Na própria pele

Vivemos num tempo, no mínimo, controverso.

Nos expomos, cada um na sua minoria maior... nos identificamos e reconhecemos.

Combatemos, amorosamente ou não, os preconceitos de toda ordem e temos a tendência de julgamento dos que ousam pensar, agir ou sentir diferente de nós.

Existem os que mudam o cabelo, pintam, cortam, raspam... tatuam ou escarificam a pele...

Os que tem filhos dos filhos, os que querem ter filhos para outros, os que assumem amor pelos filhos alheios e até os que não suportam crianças ou traços infantis de qualquer ordem.

Os que querem mudar de corpo, de sexo, de nome...de país, de profissão.

Aqueles que reforçam os estereótipos do feminino ou masculino, ou não...homens que usam vestidos ou saias, mulheres que operam escavadeiras e dirigem caminhão.

Os que querem eliminar peso, mesmo que isso signifique abolir a si mesmo.
Os que vendem a casa em troca do mundo... os que batem e combatem por conta das discussões políticas.

Aqueles que querem voltar a viver em comunidades e os que compram apartamentos com espaços cada vez mais reduzidos.

Os que vestem marcas, trocam carros, lanchas, jatos e amigos por curtidas.
Aqueles que comem carne suficiente para uma tribo da Era Paleolítica... os que são amigos dos animais, não os considerando comida.
Os que fazem malabarismos nas finanças para bancar jantares ou viagens... e os que decidem viver com pouco, produzindo tudo à moda antiga.

Aqueles que expõem a vida intima, na cama, no banho ou nas refeições.
Temos todos os perfis, tipos, classificações... nos conservamos em nichos de consumo, restringimos as posições políticas, participamos de comunidades afins e confrontamos os “grupos adversários”.

E pra que tudo isso? Será mesmo que é pelo simples gosto de estar com os seus?

De ter segurança onde ou com quem se está categorizado?

E agindo assim, garantimos o quê? Alguém sabe me responder?

Respiro fundo... como forma de encher o peito de ar e de mim.

A ideia aqui não é reforçar a construção das barragens dos rios da vida.

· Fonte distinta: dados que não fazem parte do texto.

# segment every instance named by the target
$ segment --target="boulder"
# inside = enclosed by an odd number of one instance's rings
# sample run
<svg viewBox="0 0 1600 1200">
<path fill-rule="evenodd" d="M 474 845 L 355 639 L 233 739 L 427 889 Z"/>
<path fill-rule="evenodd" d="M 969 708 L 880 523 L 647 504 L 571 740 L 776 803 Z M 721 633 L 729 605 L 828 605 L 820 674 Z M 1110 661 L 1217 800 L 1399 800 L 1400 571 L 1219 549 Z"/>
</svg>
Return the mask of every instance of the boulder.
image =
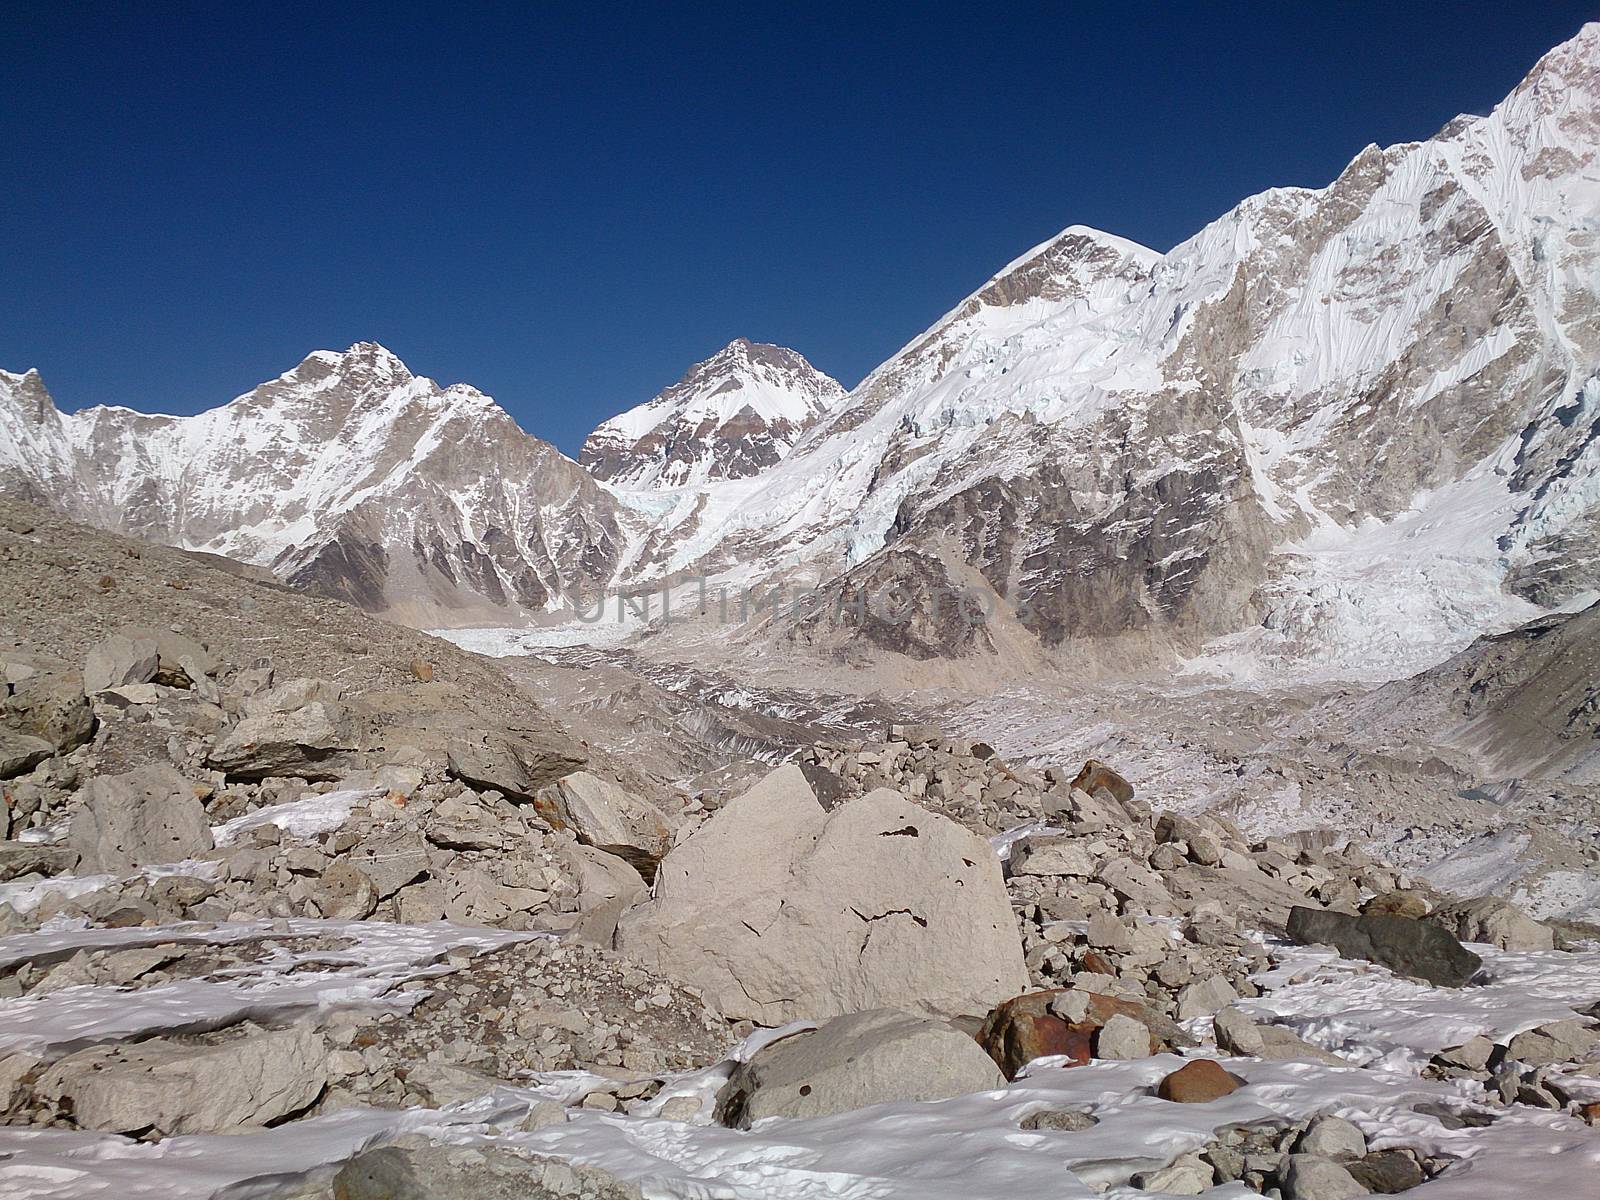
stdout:
<svg viewBox="0 0 1600 1200">
<path fill-rule="evenodd" d="M 462 783 L 535 805 L 542 788 L 584 763 L 576 743 L 530 731 L 469 730 L 451 739 L 446 756 L 450 774 Z"/>
<path fill-rule="evenodd" d="M 1427 1180 L 1417 1160 L 1404 1150 L 1374 1150 L 1359 1162 L 1345 1163 L 1345 1170 L 1368 1192 L 1392 1196 L 1409 1192 Z"/>
<path fill-rule="evenodd" d="M 987 842 L 887 789 L 824 812 L 792 764 L 662 860 L 617 944 L 765 1025 L 986 1012 L 1027 983 Z"/>
<path fill-rule="evenodd" d="M 379 900 L 387 900 L 428 873 L 428 843 L 414 830 L 375 834 L 350 850 L 345 861 L 372 880 Z"/>
<path fill-rule="evenodd" d="M 1409 917 L 1352 917 L 1297 907 L 1289 913 L 1288 929 L 1302 945 L 1332 946 L 1345 958 L 1375 962 L 1435 987 L 1462 987 L 1483 965 L 1441 926 Z"/>
<path fill-rule="evenodd" d="M 20 875 L 60 875 L 77 865 L 77 852 L 66 846 L 0 842 L 0 883 Z"/>
<path fill-rule="evenodd" d="M 1186 1154 L 1177 1162 L 1153 1171 L 1138 1171 L 1128 1180 L 1142 1192 L 1162 1196 L 1198 1196 L 1211 1190 L 1215 1173 L 1211 1164 L 1193 1154 Z"/>
<path fill-rule="evenodd" d="M 1360 1158 L 1367 1152 L 1367 1139 L 1343 1117 L 1322 1116 L 1306 1127 L 1294 1149 L 1297 1154 L 1316 1154 L 1323 1158 Z"/>
<path fill-rule="evenodd" d="M 216 1045 L 151 1038 L 68 1055 L 35 1092 L 102 1133 L 233 1133 L 299 1112 L 327 1083 L 327 1047 L 304 1026 Z"/>
<path fill-rule="evenodd" d="M 14 779 L 50 758 L 56 748 L 41 737 L 0 725 L 0 779 Z"/>
<path fill-rule="evenodd" d="M 1439 908 L 1428 920 L 1463 942 L 1498 946 L 1502 950 L 1554 950 L 1555 930 L 1541 925 L 1515 904 L 1498 896 L 1480 896 Z"/>
<path fill-rule="evenodd" d="M 1548 1067 L 1577 1062 L 1596 1045 L 1600 1045 L 1600 1034 L 1569 1017 L 1517 1034 L 1506 1044 L 1506 1057 L 1530 1067 Z"/>
<path fill-rule="evenodd" d="M 171 767 L 98 775 L 87 794 L 67 831 L 67 846 L 86 872 L 181 862 L 212 848 L 204 806 Z"/>
<path fill-rule="evenodd" d="M 1351 1200 L 1367 1189 L 1343 1165 L 1315 1154 L 1291 1154 L 1282 1171 L 1284 1200 Z"/>
<path fill-rule="evenodd" d="M 874 1009 L 758 1050 L 733 1069 L 718 1094 L 717 1119 L 748 1129 L 763 1117 L 821 1117 L 1004 1085 L 966 1034 L 912 1013 Z"/>
<path fill-rule="evenodd" d="M 632 864 L 646 882 L 672 848 L 666 815 L 639 796 L 587 771 L 574 771 L 546 788 L 544 803 L 580 842 Z M 544 803 L 540 811 L 545 811 Z"/>
<path fill-rule="evenodd" d="M 1252 1021 L 1243 1009 L 1223 1009 L 1211 1021 L 1217 1046 L 1241 1058 L 1262 1058 L 1268 1062 L 1304 1059 L 1327 1063 L 1333 1067 L 1347 1067 L 1349 1062 L 1331 1054 L 1321 1046 L 1312 1045 L 1292 1030 L 1281 1025 L 1262 1025 Z"/>
<path fill-rule="evenodd" d="M 160 665 L 160 647 L 148 633 L 114 633 L 84 659 L 83 690 L 93 696 L 125 683 L 149 683 Z"/>
<path fill-rule="evenodd" d="M 1244 1080 L 1223 1069 L 1210 1058 L 1185 1063 L 1156 1086 L 1156 1095 L 1174 1104 L 1209 1104 L 1230 1096 L 1244 1086 Z"/>
<path fill-rule="evenodd" d="M 333 1200 L 640 1200 L 637 1184 L 599 1167 L 489 1146 L 408 1137 L 368 1150 L 333 1178 Z"/>
<path fill-rule="evenodd" d="M 42 738 L 64 754 L 94 734 L 94 706 L 76 673 L 35 675 L 0 704 L 0 725 Z"/>
<path fill-rule="evenodd" d="M 1155 1038 L 1149 1026 L 1122 1013 L 1113 1013 L 1094 1035 L 1096 1058 L 1149 1058 L 1153 1053 Z"/>
<path fill-rule="evenodd" d="M 1208 975 L 1178 992 L 1178 1020 L 1191 1021 L 1195 1017 L 1209 1017 L 1228 1007 L 1239 998 L 1226 976 Z"/>
<path fill-rule="evenodd" d="M 569 936 L 574 941 L 610 949 L 616 942 L 617 922 L 622 914 L 650 894 L 644 878 L 615 854 L 592 846 L 572 843 L 557 854 L 578 883 L 578 920 Z"/>
<path fill-rule="evenodd" d="M 297 679 L 245 701 L 245 715 L 206 761 L 240 779 L 338 779 L 354 765 L 362 722 L 325 680 Z"/>
<path fill-rule="evenodd" d="M 1031 834 L 1011 850 L 1013 875 L 1073 875 L 1087 879 L 1094 870 L 1094 855 L 1081 838 Z"/>
</svg>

Ao contrário, meu interesse em tratar da humanidade... esse linho invisível que nos liga, com ou sem categorias próprias.

Meu gosto, na escrita e na vida, é por acolhimento do diverso.

A diferença me encanta e enternece.

Meu exercício de ser gente passa por isso... por reconhecer que o ser mutante que se apresenta é sempre algo a ser descoberto.

Essa descoberta se dá por conexão... nos olhos, nas almas e, às vezes, nas mãos.

É certo que, por vezes, tento essa ligação e não acontece...
Como explicar isso? Não sei, nem arrisco...

Apenas prossigo, certa de que os enlaces diferentes se dão por via de mão dupla.

Quando alcanço a reciprocidade, estamos distintos e ligados...e a graça da vida continua...

Independente da categoria, social ou política, econômica ou sexual, de gênero ou ancestralidade... o que e a quem me conecto é por paixão.

Com paixão, acompanhando a dureza e a leveza, me envolvo com o que o outro é... a fim de estar apta a discernir sobre o que ele disse, pensou ou sentiu.

Um momento santo...compassivo e suave, mesmo que a conexão revele dificuldades, abusos, erros e avessos.

Acolho o diferente no outro e em mim, como uma forma de agregar... somar o que me falta e compartilhar o que abunda no diverso.

Assim, faço o exercício da troca...do colocar-me na mesma condição, seja ela qual for.

Consigo olhar pro outro, no verso e anverso, no esquerdo ou direito, na perspectiva quase completa (por que não tenho a pretensão da completude).

Trocamos, conectados, nossas peles...buscando entender o que vai no vão do pensamento ou na emoção.

Quando volto a mim, me amo mais, me aceito e me perdoo porque pude fazer tal exercício.

Trocando de lado, lugar e categoria, ainda que apenas na teoria, muda o sentimento de ser algo que não sou.

E ao invés de criticar, julgar, prender, reduzir até arriscar perder...

Ao invés de continuar o movimento das classificações para a segurança de todos...

Prefiro e escolho a insegurança de me ver desse ou daquele jeito...

Escolho me permitir mudar de vida e renascer, na mesma existência.

Prefiro que o outro continue sendo ele...como é e em tudo que quer ser.

Assim, sou maior a cada dia...e me sinto bem na minha própria pele.